Et tintin sur la tour appelle à la prière
Sa voix résonne encore aux turbans noirs et blancs
Les snipers étaient là et ce depuis hier
Dans les barbelés vides aux tourbillons piquants.
Nos feintes afflictions sur ce bilan amer
S'achèvent en rouflaquette, envolons-nous séant
Portés par le chaos du puissant Jupiter
Vautrés dans l'au-delà, nous les rois fainéants.
Épilogue
Est-ce que tu es satisfait
D'avoir choisit cet exode
Loin des champs gorgés de lait
De ton air gastéropode.
Je m’endors ainsi.
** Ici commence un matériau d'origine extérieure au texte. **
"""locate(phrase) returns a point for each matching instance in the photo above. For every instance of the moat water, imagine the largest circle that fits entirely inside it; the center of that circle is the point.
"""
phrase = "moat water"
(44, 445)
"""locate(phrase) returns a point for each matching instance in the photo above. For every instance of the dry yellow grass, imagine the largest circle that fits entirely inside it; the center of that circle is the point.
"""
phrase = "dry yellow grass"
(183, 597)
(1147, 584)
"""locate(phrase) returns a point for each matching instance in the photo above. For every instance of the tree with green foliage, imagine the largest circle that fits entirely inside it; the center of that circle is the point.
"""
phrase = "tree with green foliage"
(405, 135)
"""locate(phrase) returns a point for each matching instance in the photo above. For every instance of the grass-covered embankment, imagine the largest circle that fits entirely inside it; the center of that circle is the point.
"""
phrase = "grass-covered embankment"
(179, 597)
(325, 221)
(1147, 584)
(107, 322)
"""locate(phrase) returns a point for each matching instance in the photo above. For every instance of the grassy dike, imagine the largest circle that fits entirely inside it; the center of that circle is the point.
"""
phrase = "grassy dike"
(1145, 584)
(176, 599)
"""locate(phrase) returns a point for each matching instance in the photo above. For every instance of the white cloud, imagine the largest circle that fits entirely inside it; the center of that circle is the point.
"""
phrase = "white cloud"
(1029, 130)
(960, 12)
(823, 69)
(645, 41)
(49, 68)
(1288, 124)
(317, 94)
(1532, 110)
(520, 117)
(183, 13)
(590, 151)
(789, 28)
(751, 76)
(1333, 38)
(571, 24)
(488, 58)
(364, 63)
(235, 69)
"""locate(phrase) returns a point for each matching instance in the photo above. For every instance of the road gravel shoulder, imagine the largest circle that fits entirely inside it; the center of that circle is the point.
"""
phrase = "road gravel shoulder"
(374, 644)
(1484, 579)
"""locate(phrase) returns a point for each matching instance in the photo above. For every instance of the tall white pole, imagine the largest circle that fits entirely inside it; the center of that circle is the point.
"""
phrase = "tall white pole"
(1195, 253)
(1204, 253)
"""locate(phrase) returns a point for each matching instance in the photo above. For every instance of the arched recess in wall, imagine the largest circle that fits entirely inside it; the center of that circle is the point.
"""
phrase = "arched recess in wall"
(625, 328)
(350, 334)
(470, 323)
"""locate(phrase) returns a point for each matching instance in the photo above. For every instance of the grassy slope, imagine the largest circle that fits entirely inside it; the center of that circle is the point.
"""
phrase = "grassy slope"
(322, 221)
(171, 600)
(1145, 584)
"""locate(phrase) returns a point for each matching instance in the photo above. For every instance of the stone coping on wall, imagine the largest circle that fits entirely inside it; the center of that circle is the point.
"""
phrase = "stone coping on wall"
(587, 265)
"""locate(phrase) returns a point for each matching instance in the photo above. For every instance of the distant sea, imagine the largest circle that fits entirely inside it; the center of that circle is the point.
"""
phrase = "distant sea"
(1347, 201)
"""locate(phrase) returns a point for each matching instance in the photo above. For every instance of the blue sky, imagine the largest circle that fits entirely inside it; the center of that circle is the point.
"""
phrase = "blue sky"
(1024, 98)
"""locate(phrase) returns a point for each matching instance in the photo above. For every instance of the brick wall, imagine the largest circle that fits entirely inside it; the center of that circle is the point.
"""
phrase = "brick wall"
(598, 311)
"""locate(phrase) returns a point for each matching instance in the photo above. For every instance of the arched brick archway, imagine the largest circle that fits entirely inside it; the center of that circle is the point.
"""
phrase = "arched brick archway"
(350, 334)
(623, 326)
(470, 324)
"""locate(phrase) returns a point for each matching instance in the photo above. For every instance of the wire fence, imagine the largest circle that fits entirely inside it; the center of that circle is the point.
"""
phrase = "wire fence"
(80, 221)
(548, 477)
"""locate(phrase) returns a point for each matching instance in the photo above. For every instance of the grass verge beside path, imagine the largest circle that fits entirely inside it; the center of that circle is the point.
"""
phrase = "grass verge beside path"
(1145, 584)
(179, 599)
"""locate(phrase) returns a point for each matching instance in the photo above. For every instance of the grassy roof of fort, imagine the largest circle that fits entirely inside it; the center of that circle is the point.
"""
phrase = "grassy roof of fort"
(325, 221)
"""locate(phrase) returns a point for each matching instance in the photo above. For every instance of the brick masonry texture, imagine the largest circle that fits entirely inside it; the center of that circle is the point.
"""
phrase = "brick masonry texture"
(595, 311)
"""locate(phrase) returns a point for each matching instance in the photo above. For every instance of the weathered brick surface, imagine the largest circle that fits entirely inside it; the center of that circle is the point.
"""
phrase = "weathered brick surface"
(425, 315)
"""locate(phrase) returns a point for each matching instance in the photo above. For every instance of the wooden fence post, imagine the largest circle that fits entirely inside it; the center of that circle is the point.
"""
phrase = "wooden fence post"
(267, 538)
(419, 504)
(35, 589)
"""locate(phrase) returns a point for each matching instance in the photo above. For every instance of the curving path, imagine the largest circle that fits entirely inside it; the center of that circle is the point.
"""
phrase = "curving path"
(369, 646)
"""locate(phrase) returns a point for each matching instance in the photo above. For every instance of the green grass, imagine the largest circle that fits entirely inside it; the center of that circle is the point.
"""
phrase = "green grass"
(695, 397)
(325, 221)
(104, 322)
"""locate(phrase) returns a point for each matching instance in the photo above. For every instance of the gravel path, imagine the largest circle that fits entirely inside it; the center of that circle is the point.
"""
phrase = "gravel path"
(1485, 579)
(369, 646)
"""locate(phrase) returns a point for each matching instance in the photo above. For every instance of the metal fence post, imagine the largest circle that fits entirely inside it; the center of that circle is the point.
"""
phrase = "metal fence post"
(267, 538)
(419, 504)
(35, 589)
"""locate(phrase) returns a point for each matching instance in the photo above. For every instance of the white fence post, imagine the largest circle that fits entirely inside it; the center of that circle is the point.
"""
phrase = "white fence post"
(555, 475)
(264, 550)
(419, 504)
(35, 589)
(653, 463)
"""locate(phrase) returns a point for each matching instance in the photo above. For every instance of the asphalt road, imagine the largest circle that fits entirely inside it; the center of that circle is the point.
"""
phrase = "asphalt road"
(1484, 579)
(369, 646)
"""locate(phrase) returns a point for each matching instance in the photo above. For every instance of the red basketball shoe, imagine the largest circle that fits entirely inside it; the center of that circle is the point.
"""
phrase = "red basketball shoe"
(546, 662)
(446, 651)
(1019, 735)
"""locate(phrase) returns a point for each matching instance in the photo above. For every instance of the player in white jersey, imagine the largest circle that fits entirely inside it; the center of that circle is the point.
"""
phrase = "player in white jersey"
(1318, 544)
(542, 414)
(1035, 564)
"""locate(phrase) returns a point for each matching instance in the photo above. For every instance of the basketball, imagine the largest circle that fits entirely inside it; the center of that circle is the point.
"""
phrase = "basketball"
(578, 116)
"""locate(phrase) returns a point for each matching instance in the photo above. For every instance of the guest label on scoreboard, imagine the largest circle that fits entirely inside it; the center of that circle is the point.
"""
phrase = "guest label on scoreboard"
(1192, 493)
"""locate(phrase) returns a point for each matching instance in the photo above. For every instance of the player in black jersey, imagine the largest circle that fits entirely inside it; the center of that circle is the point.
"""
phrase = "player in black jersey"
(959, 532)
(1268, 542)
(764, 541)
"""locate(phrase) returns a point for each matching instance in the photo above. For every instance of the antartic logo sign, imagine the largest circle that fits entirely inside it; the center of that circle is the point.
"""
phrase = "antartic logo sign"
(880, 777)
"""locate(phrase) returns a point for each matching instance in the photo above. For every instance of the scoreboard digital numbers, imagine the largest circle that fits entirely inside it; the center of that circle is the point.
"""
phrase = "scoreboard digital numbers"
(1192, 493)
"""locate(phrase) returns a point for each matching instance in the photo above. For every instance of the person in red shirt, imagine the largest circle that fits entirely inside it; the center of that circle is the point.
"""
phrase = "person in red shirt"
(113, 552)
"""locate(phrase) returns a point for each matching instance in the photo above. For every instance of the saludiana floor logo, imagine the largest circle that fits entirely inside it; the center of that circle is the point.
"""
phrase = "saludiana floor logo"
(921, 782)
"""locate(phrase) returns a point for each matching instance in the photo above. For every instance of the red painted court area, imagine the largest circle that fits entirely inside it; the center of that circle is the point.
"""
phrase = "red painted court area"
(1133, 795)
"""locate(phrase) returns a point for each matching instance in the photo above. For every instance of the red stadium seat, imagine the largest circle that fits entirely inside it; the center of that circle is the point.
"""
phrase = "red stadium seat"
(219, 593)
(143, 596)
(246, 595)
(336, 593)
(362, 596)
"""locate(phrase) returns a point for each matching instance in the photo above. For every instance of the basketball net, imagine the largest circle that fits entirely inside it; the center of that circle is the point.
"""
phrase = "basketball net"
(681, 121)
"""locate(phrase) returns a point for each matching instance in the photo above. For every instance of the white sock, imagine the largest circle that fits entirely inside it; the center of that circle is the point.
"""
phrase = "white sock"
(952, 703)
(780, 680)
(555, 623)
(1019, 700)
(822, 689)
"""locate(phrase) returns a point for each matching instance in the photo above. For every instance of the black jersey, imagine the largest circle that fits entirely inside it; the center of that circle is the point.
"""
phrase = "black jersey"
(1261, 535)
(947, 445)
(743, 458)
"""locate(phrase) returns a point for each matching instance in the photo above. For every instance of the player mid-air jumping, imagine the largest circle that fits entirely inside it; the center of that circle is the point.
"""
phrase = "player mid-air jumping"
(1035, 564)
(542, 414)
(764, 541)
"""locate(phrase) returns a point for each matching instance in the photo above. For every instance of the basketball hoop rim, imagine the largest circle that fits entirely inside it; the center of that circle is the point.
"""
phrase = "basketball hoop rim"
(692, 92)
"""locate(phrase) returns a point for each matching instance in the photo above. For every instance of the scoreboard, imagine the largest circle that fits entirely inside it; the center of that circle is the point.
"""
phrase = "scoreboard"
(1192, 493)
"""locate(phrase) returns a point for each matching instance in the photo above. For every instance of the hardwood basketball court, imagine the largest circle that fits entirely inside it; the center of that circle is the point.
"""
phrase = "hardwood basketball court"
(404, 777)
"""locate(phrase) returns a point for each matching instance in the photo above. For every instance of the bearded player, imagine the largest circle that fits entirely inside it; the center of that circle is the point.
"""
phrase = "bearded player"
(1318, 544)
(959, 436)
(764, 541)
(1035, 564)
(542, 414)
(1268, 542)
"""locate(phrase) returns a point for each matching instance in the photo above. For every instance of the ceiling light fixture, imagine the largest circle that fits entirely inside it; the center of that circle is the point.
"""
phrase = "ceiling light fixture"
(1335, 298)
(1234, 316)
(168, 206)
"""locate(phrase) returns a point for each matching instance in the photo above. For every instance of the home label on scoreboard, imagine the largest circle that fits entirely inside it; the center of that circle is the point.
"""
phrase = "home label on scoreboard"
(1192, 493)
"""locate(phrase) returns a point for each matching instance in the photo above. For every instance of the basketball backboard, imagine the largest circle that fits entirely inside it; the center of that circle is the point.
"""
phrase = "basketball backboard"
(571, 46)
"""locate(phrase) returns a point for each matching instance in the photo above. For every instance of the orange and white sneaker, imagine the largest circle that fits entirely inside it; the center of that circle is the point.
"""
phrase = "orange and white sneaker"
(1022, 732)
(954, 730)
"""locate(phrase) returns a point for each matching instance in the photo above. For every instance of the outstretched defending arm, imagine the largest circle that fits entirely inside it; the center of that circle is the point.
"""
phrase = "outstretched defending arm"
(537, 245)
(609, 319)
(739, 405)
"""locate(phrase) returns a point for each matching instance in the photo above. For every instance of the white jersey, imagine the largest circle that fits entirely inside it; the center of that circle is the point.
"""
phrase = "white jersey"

En relisant mon œuvre après une nuit salvatrice, je suis stupéfait.
Mon œuvre défigurée ! De mon péplum colossal ne reste qu’un résidu amer au relent d’orge et de moult.
Je suis toutefois assez fier devant la prouesse d’avoir casé le mot « gastéropode » dans l’Histoire de Jésus.